Answer: c. Joshua is showing signs of hypovolemic shock: hypotension, pale and moist skin, thirst, and restlessness. You suspect intra-abdominal bleeding-possibly from a ruptured spleen-and focus on the fluid volume deficit.
Although alteration in comfort: pain from a fall from a horse (option a) is a concern, it shouldn't be the initial priority. Address pain management after the diagnosis is confirmed; giving Joshua analgesics now may mask signs of injury and complicate the surgical evaluation. Option b is incorrect because your assessment showed clear lungs, a patent airway, and equal chest expansion. Option d is incorrect because Joshua's restlessness is most likely related to hypovolemic shock and hypotension.
3. The most appropriate therapy for Joshua would include
a. dopamine infusion at 5 mcg/kg/minute; oxygen at 6 liters/minute by mask.
b. DW infusion at 100 ml/hour; oxygen; keep the patient warm.
c. 2,000 ml of oral fluids over 1 hour; oxygen; Spo2 monitoring.
d. two large-bore I.V. lines infusing 0.9% sodium chloride solution or lactated Ringer's solution; oxygen; keep the patient warm.
Answer: d. Crystalloids such as lactated Ringer's and 0.9% sodium chloride solution are the superior replacement I.V. fluids. Establish two large-bore lines because Joshua has lost a significant amount of blood and needs quick volume replacement. Oxygen therapy is essential because blood loss means less oxygen is getting to the cells. You'll also keep Joshua warm to prevent shivering, which increases the cellular oxygen demands and compounds shock.
Option a is incorrect because using vasopressors before adequate fluid replacement can cause further hemodynamic deterioration.
Option b is wrong because D^sub 5^W, which doesn't have the volume-expanding properties of the other crystalloids, isn't the solution of choice.
Oral fluid intake, option c, isn't appropriate because Joshua will probably need surgery and should be kept N.P.O.
Hypovolemia can be relative or actual. In relative hypovolemia, vascular tone is inadequate to support circulation and maintain blood pressure. Actual hypovolemia, such as Joshua's, occurs when blood or fluid loss contributes to a total fluid volume deficit. In Joshua's case, aggressive care is needed to restore fluid lost through intra-abdominal bleeding.

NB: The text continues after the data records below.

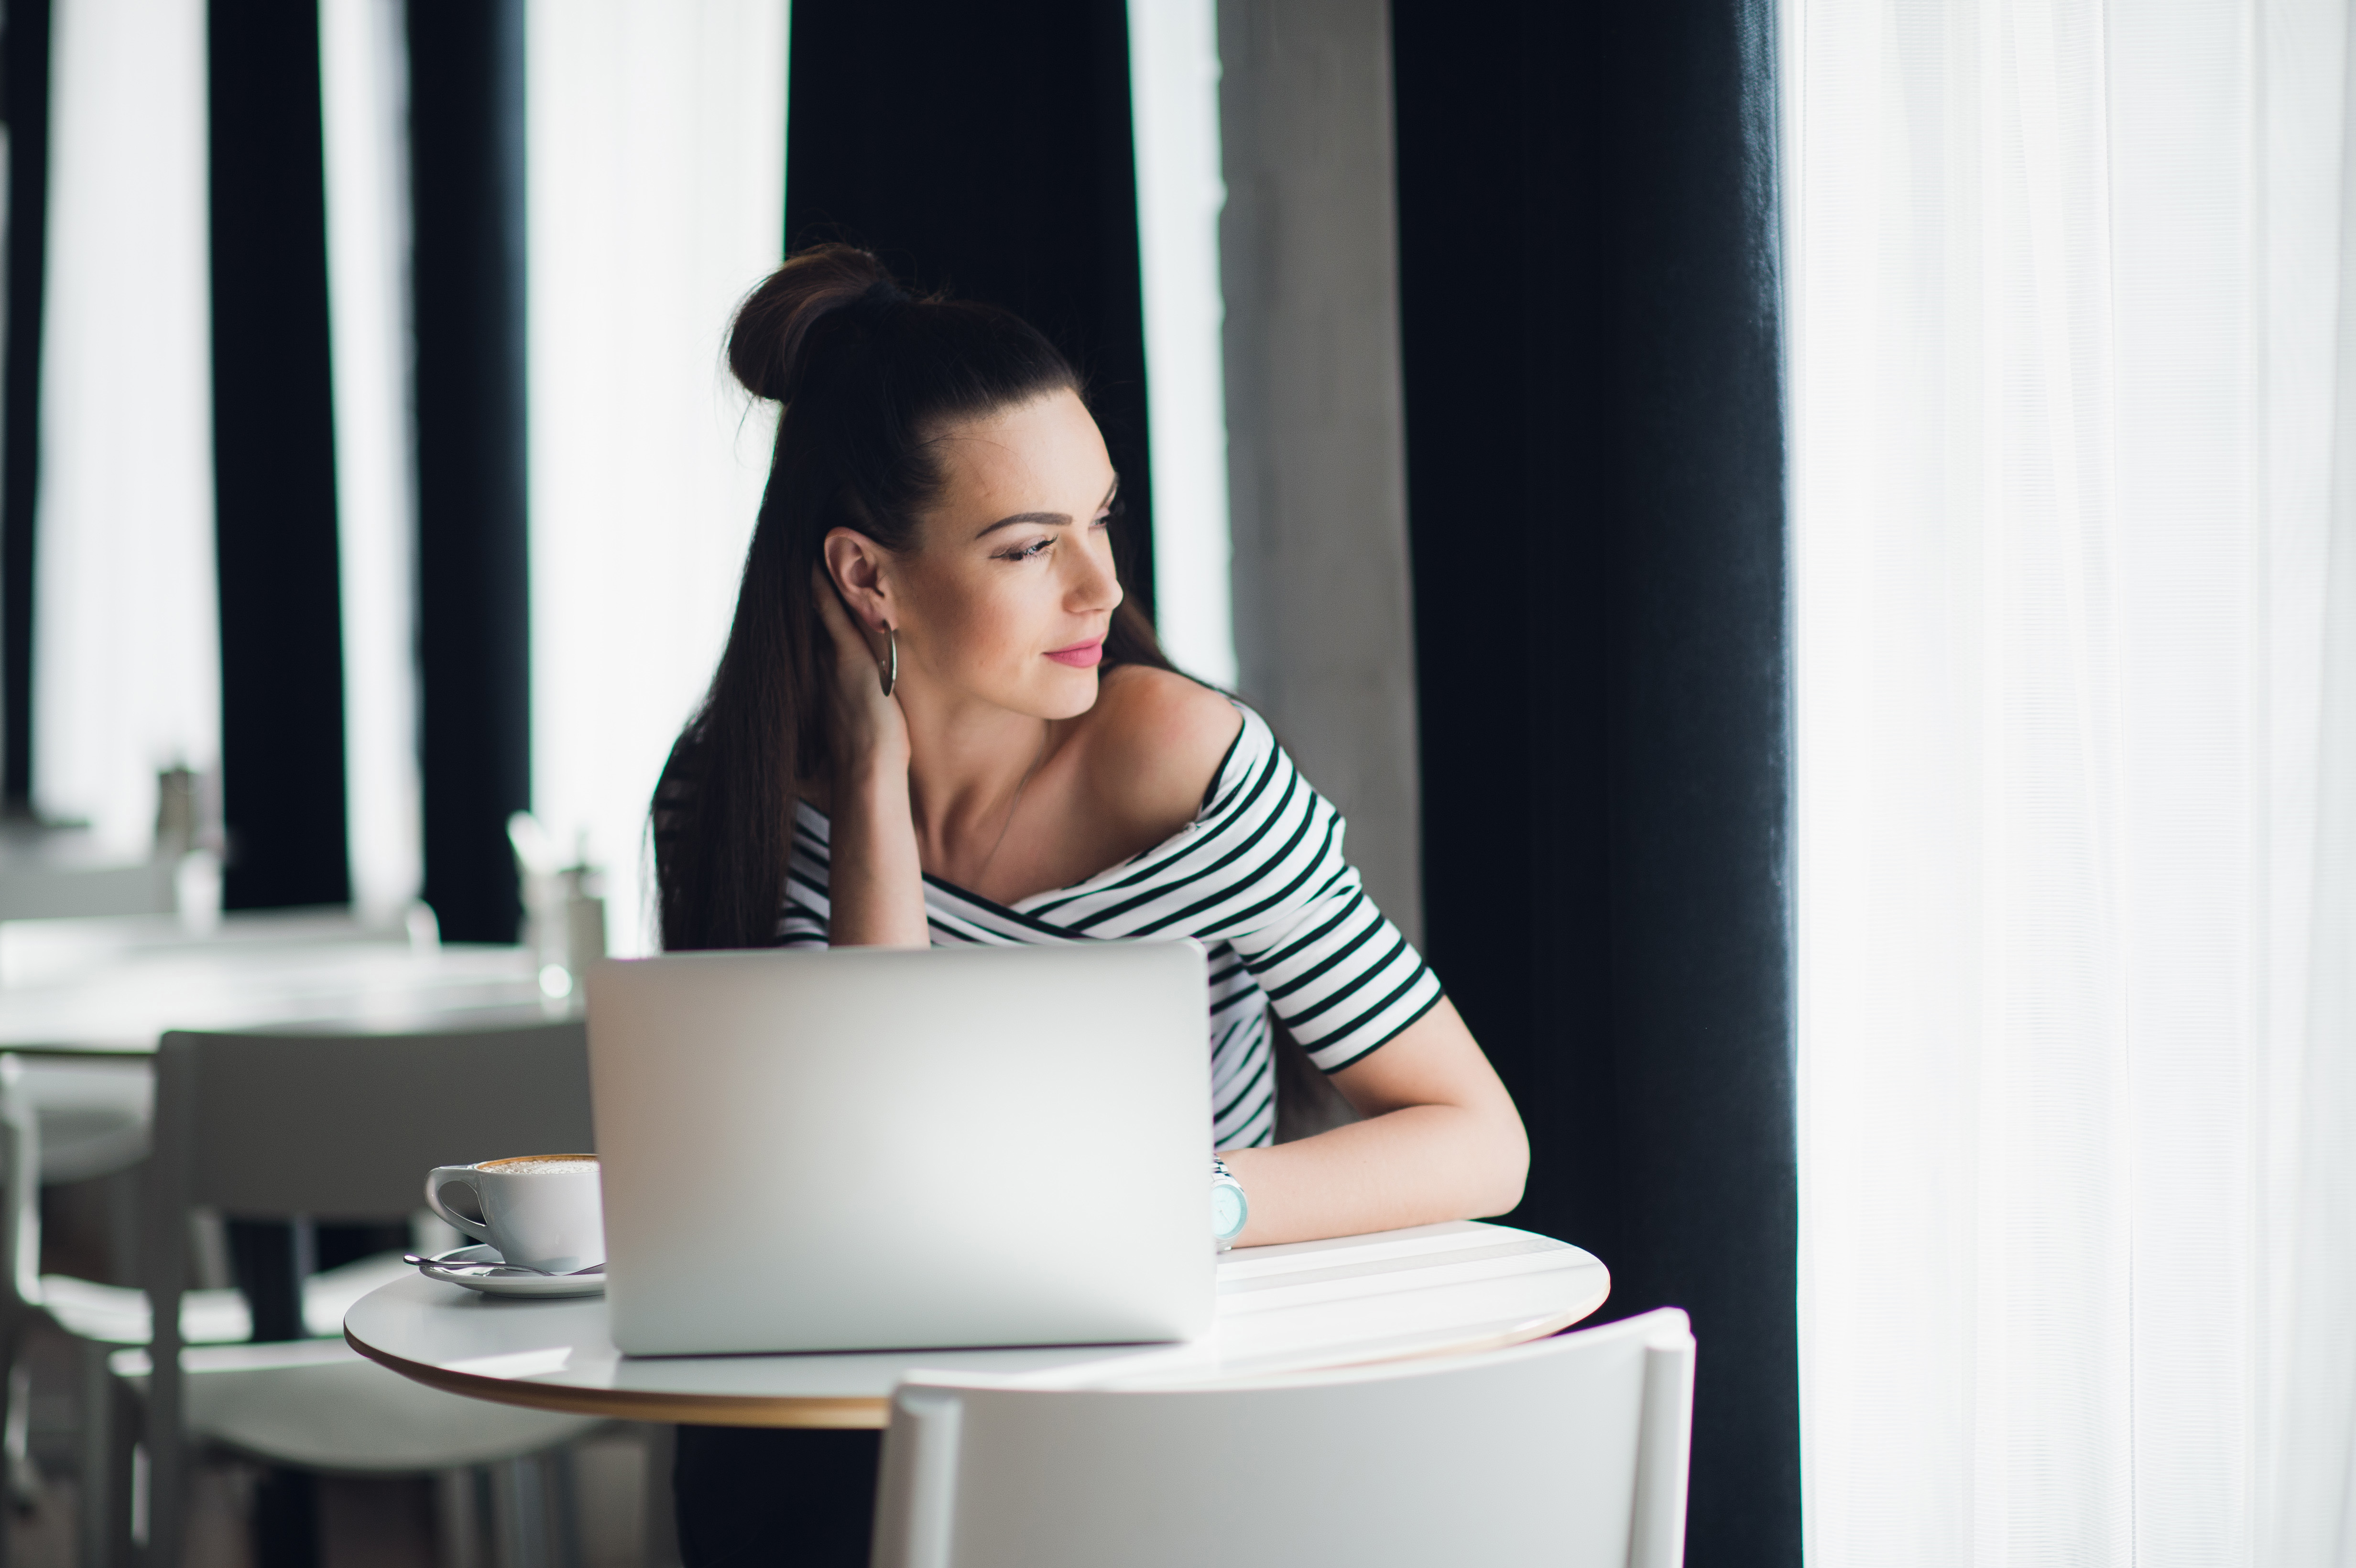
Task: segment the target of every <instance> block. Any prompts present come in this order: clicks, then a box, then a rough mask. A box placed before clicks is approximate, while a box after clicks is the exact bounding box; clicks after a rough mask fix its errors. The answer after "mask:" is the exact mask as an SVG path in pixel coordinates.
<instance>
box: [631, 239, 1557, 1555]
mask: <svg viewBox="0 0 2356 1568" xmlns="http://www.w3.org/2000/svg"><path fill="white" fill-rule="evenodd" d="M728 363H730V367H733V370H735V374H737V379H740V381H742V384H744V386H747V388H749V391H752V393H754V396H761V398H770V400H775V403H780V405H782V410H785V412H782V419H780V424H777V447H775V459H773V466H770V478H768V492H766V494H763V499H761V516H759V523H756V527H754V539H752V551H749V556H747V563H744V584H742V591H740V598H737V614H735V624H733V629H730V633H728V647H726V652H723V655H721V664H719V673H716V676H714V680H712V692H709V695H707V699H704V706H702V711H700V713H697V716H695V720H693V723H690V725H688V730H686V735H681V739H679V744H676V746H674V751H671V760H669V765H667V770H664V779H662V786H660V791H657V798H655V848H657V881H660V897H662V939H664V946H667V949H674V951H679V949H714V946H773V944H787V946H827V944H834V946H928V944H1015V942H1088V939H1107V937H1199V939H1202V942H1204V944H1206V946H1209V951H1211V994H1209V998H1206V1005H1209V1012H1211V1078H1213V1109H1211V1147H1213V1149H1220V1151H1225V1163H1227V1168H1230V1172H1232V1175H1235V1180H1237V1182H1239V1184H1242V1187H1244V1194H1246V1196H1249V1210H1251V1217H1249V1227H1246V1229H1244V1234H1242V1236H1239V1243H1242V1245H1260V1243H1275V1241H1305V1238H1315V1236H1348V1234H1359V1231H1378V1229H1392V1227H1404V1224H1428V1222H1435V1220H1463V1217H1475V1215H1496V1212H1503V1210H1508V1208H1513V1205H1515V1203H1517V1201H1520V1196H1522V1172H1524V1168H1527V1158H1529V1156H1527V1142H1524V1137H1522V1123H1520V1116H1517V1114H1515V1109H1513V1102H1510V1099H1508V1095H1505V1090H1503V1085H1501V1083H1498V1081H1496V1074H1494V1071H1491V1069H1489V1062H1487V1059H1484V1057H1482V1052H1480V1045H1475V1043H1472V1036H1470V1034H1468V1031H1465V1026H1463V1019H1458V1017H1456V1010H1454V1008H1451V1005H1449V1001H1447V996H1444V994H1442V991H1440V982H1437V979H1435V977H1432V972H1430V970H1428V968H1425V965H1423V961H1421V958H1418V956H1416V951H1414V949H1411V946H1409V944H1407V942H1404V939H1402V937H1399V932H1397V930H1395V928H1392V925H1390V921H1385V918H1383V916H1381V911H1376V909H1374V904H1371V902H1369V899H1366V895H1364V890H1362V888H1359V881H1357V873H1355V871H1352V869H1350V866H1348V862H1345V859H1343V855H1341V838H1343V831H1341V829H1343V824H1341V817H1338V815H1336V812H1333V808H1331V805H1326V803H1324V800H1322V798H1319V796H1317V793H1315V791H1312V789H1310V786H1308V784H1305V782H1303V779H1301V777H1298V772H1293V765H1291V758H1286V756H1284V751H1282V749H1279V746H1277V742H1275V737H1272V735H1270V732H1268V725H1265V723H1263V720H1260V718H1258V716H1256V713H1251V711H1249V709H1244V706H1242V704H1237V702H1232V699H1227V697H1225V695H1220V692H1216V690H1211V687H1204V685H1199V683H1194V680H1187V678H1185V676H1180V673H1178V671H1173V669H1171V664H1169V662H1166V659H1164V657H1162V652H1159V647H1157V645H1154V636H1152V629H1150V626H1147V624H1145V619H1143V617H1140V614H1138V612H1136V610H1133V607H1131V605H1126V603H1124V596H1121V584H1119V579H1117V574H1114V570H1112V539H1110V527H1112V520H1114V518H1117V516H1119V476H1114V471H1112V464H1110V459H1107V457H1105V443H1103V436H1100V433H1098V428H1096V421H1093V419H1091V414H1088V407H1086V403H1084V400H1081V386H1079V377H1077V374H1074V372H1072V365H1070V363H1067V360H1065V358H1063V356H1060V353H1058V351H1055V348H1053V346H1051V344H1048V341H1046V339H1044V337H1041V334H1039V332H1034V330H1032V327H1027V325H1025V323H1020V320H1018V318H1013V315H1008V313H1006V311H997V308H990V306H978V304H961V301H942V299H912V297H907V294H902V292H900V290H898V287H895V285H893V280H891V278H888V273H886V271H883V268H881V266H879V264H876V259H874V257H869V254H867V252H860V250H851V247H841V245H825V247H818V250H808V252H803V254H799V257H794V259H789V261H787V264H785V266H782V268H777V273H775V275H770V278H768V283H763V285H761V287H759V290H754V294H752V297H749V299H747V301H744V306H742V308H740V313H737V320H735V330H733V334H730V341H728ZM1270 1012H1275V1015H1277V1017H1282V1022H1284V1024H1286V1026H1289V1029H1291V1034H1293V1038H1298V1041H1301V1045H1303V1048H1308V1052H1310V1059H1312V1062H1315V1064H1317V1067H1322V1069H1324V1071H1329V1074H1331V1081H1333V1085H1336V1088H1338V1090H1341V1092H1343V1097H1348V1102H1350V1104H1352V1107H1355V1109H1357V1111H1359V1116H1364V1121H1357V1123H1352V1125H1345V1128H1336V1130H1331V1132H1322V1135H1317V1137H1308V1140H1301V1142H1291V1144H1284V1147H1272V1137H1275V1069H1272V1062H1275V1055H1272V1038H1270ZM1008 1137H1011V1140H1023V1137H1025V1130H1020V1128H1011V1130H1008ZM1034 1158H1046V1161H1053V1147H1044V1149H1034ZM874 1453H876V1450H874V1439H872V1436H865V1439H860V1436H853V1434H744V1431H719V1429H714V1431H700V1429H683V1431H681V1462H679V1507H681V1544H683V1552H686V1561H688V1568H697V1566H700V1563H707V1561H723V1559H728V1561H737V1559H742V1561H754V1559H777V1556H782V1554H785V1552H787V1549H789V1547H787V1542H792V1549H796V1552H801V1554H803V1556H799V1561H834V1556H829V1554H836V1556H839V1561H860V1563H862V1561H865V1530H867V1507H869V1497H872V1490H874ZM827 1502H832V1504H834V1509H832V1511H827V1507H825V1504H827ZM822 1519H827V1521H832V1523H820V1521H822Z"/></svg>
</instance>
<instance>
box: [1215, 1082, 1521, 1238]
mask: <svg viewBox="0 0 2356 1568" xmlns="http://www.w3.org/2000/svg"><path fill="white" fill-rule="evenodd" d="M1223 1158H1225V1161H1227V1170H1232V1172H1235V1180H1237V1182H1242V1187H1244V1196H1246V1201H1249V1203H1251V1224H1246V1227H1244V1234H1242V1238H1239V1245H1268V1243H1272V1241H1317V1238H1319V1236H1359V1234H1366V1231H1395V1229H1402V1227H1409V1224H1435V1222H1440V1220H1477V1217H1482V1215H1503V1212H1505V1210H1508V1208H1513V1205H1515V1203H1520V1201H1522V1175H1524V1170H1527V1168H1529V1142H1527V1140H1524V1137H1522V1123H1520V1118H1517V1116H1510V1114H1508V1118H1503V1121H1501V1118H1496V1116H1494V1114H1484V1111H1480V1109H1468V1107H1458V1104H1411V1107H1404V1109H1397V1111H1388V1114H1383V1116H1374V1118H1371V1121H1357V1123H1350V1125H1345V1128H1333V1130H1331V1132H1319V1135H1317V1137H1303V1140H1301V1142H1293V1144H1277V1147H1275V1149H1230V1151H1227V1154H1225V1156H1223Z"/></svg>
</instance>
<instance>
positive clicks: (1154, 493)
mask: <svg viewBox="0 0 2356 1568" xmlns="http://www.w3.org/2000/svg"><path fill="white" fill-rule="evenodd" d="M1129 104H1131V120H1133V125H1136V144H1138V259H1140V271H1143V273H1145V400H1147V417H1150V421H1152V436H1154V440H1152V447H1154V450H1152V469H1154V471H1152V476H1150V478H1152V494H1154V631H1157V633H1159V636H1162V647H1164V650H1169V655H1171V659H1176V662H1178V666H1180V669H1185V671H1192V673H1194V676H1202V678H1204V680H1211V683H1213V685H1235V589H1232V582H1230V567H1232V553H1235V551H1232V544H1230V534H1227V372H1225V351H1223V346H1220V323H1223V320H1225V304H1223V299H1220V287H1218V214H1220V207H1225V205H1227V186H1225V181H1223V179H1220V172H1218V170H1220V158H1218V5H1216V2H1213V0H1129Z"/></svg>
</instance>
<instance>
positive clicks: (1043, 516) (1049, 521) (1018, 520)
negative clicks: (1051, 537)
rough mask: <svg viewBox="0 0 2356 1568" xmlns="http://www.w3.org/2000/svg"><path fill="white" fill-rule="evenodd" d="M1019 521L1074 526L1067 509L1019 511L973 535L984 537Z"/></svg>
mask: <svg viewBox="0 0 2356 1568" xmlns="http://www.w3.org/2000/svg"><path fill="white" fill-rule="evenodd" d="M1018 523H1046V525H1048V527H1072V513H1067V511H1018V513H1013V516H1011V518H999V520H997V523H992V525H990V527H985V530H982V532H978V534H973V537H975V539H982V537H987V534H994V532H999V530H1001V527H1015V525H1018Z"/></svg>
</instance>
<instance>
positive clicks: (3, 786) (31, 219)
mask: <svg viewBox="0 0 2356 1568" xmlns="http://www.w3.org/2000/svg"><path fill="white" fill-rule="evenodd" d="M0 94H5V101H0V113H5V115H7V351H5V360H0V407H5V414H0V805H5V810H7V812H9V815H21V812H28V810H31V803H33V501H35V497H38V494H40V299H42V283H45V280H47V264H49V0H7V12H5V21H0Z"/></svg>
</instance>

You infuse 1 liter of 0.9% sodium chloride solution (about 20 ml/kg) through Joshua's I.V. line. His blood pressure increases to 80/52, with a pulse of 128 and respirations of 20. He's still pale, slightly moist, and slightly restless. The results of his lab tests arrive: hemoglobin, 8.4 grams/dl; hematocrit, 25%; red blood cells, 4.83x10^sub 6^/mm^sub 3^; white blood cells, 10.6x10^sub 3^/microliter; sodium, 147 mEq/liter; potassium, 3.6 mEq/ liter; chloride, 109 mEq/liter.